Technical background
Humidity sensor is the important sensor of a class, has a wide range of applications at aspects such as storage, commercial production, process control, environmental monitoring, household electrical appliance, meteorologies.As: the storage of the mildew-resistant of grain, chamber planting, precision electronic element manufacturing, space missile, rocket, aerological sounding etc., therefore research is very active both at home and abroad.Humidity sensor is various in style, but with regard to its employed wet sensory material, mainly contains electrolyte and macromolecular compound material, semiconductor ceramic material and elemental semiconductor, porous metal oxide etc.The electrolyte humidity sensor has shortcomings such as measurement range is narrow, repeatability is poor, serviceable life is short; The macromolecular compound humidity sensor has advantages such as wet sensing performance is good, sensitivity height, but under high temperature and super-humid conditions degradation, poor stability, anticorrosive and anti-contamination ability; But the semiconductor ceramic material humidity sensor have wet sensing performance better, produce advantage such as simple, cost is low, short heated wash of response time but accuracy is lower, poor performance under the high temperature, be difficult to integrated.Sequential silicon-based mesoporous material has bigger specific surface area and pore volume, duct size homogeneous and adjustable continuously on nanoscale; Regular pore passage structure from the one dimension to the two dimension, controlled pattern, as film, sheet, ball etc.; The surface is rich in the silicon hydroxyl and is easy to functionalization; Silicon dioxide does not have series of advantages such as physiology toxicity, make they big molecule or heavy ion absorption with separate, the field such as synthetic of chemical sensor, biomedicine, chemical industry catalysis, environmental protection and nano material shows wide application prospect.It is the humidity-sensitive material of QCM (Quartz Crystal Microbalance) (QCM) mass type sensor that the present invention uses sequential silicon-based mesoporous material first, makes up humidity sensor.Not only overcome the shortcoming of the sensor, also for QCM has found a kind of well wet sensitive sensing material, more mesoporous material has been opened up a kind of new application simultaneously.
Summary of the invention
The object of the present invention is to provide a kind of preparation method of the quartz crystal microbalance humidity sensor based on sequential silicon-based mesoporous material SBA-15.Another object of the present invention provides a kind of humidity sensor sensing element with superior wet quick performance.

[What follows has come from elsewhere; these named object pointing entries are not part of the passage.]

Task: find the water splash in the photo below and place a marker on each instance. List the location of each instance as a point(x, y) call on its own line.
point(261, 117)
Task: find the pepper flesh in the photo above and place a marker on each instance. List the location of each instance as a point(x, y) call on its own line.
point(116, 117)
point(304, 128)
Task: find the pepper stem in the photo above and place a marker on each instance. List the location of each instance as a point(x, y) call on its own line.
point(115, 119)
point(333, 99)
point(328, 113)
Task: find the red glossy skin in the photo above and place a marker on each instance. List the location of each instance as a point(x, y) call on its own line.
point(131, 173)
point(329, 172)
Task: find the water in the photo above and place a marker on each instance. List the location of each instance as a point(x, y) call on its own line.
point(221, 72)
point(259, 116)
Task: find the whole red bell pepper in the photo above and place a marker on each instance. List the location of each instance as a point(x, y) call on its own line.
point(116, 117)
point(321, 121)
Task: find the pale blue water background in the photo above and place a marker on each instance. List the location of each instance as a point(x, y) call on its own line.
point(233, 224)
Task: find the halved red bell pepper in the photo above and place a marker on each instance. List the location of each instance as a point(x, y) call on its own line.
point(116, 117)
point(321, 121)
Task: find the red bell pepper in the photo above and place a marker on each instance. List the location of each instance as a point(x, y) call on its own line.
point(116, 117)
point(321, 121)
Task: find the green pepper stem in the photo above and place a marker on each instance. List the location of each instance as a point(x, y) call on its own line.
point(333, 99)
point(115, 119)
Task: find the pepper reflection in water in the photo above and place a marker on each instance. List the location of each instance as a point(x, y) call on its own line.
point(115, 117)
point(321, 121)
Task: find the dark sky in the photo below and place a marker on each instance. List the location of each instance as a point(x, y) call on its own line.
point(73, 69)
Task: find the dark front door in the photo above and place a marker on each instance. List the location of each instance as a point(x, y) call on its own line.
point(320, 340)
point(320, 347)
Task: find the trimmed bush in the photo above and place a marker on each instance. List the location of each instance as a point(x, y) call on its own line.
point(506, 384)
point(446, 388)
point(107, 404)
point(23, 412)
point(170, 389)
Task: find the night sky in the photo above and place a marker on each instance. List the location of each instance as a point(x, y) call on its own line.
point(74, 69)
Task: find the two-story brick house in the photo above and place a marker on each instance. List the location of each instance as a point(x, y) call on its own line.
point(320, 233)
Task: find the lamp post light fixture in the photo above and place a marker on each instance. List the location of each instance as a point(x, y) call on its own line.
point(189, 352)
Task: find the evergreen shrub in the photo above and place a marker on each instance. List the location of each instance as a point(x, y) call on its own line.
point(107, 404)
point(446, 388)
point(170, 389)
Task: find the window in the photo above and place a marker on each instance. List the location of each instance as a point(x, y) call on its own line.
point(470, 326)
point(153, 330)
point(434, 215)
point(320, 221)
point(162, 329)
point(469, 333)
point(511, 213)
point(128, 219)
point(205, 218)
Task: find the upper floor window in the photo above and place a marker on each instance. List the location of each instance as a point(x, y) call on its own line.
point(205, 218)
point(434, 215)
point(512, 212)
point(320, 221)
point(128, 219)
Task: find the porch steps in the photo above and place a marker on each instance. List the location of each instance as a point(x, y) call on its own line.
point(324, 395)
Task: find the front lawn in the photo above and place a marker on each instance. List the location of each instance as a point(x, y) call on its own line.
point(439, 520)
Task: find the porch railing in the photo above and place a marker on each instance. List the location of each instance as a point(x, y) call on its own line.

The present invention is a kind of preparation method of the quartz crystal microbalance humidity sensor based on sequential silicon-based mesoporous material SBA-15, it is characterized in that being to have following technological process and step:
The preparation method of a.SBA-15 sequential silicon-based mesoporous material: earlier the poly-oxirene ether of 1.0-2.0 gram-poly-propylene oxide ether-poly-oxirene ether (P123) is dissolved in the acid solution that 75ml concentration is 1.0-2.0M, after stirring 1-3 hour under 40 ℃ of temperature, the more own ester of positive silicic acid (TEOS) about the 3-4 gram is joined in this solution.Directly under said temperature, continue to stir 24 hours after adding, transfer to then in the water heating kettle 100 ℃ of following crystallization 24 hours.After filtration, washing, the drying, the product that obtains in 550 ℃ of following roastings 6 hours, is promptly obtained the SBA-15 sequential silicon-based mesoporous material that the aperture is 2-50nm after being cooled to room temperature.
B. the preparation of quartz crystal microbalance humidity sensor parts: with ultrasonic dispersion 20-50 minute in certain medium of the above-mentioned aperture that the makes SBA-15 sequential silicon-based mesoporous material that is 2-50nm, coating liquid; Used medium is any of water, acetone or alcohol; Then coating liquid evenly is coated in electrode surface, and, promptly obtains described quartz crystal microbalance humidity sensor parts 80~120 ℃ of oven dry 3~8 hours through strict QCM (Quartz Crystal Microbalance) of cleaning.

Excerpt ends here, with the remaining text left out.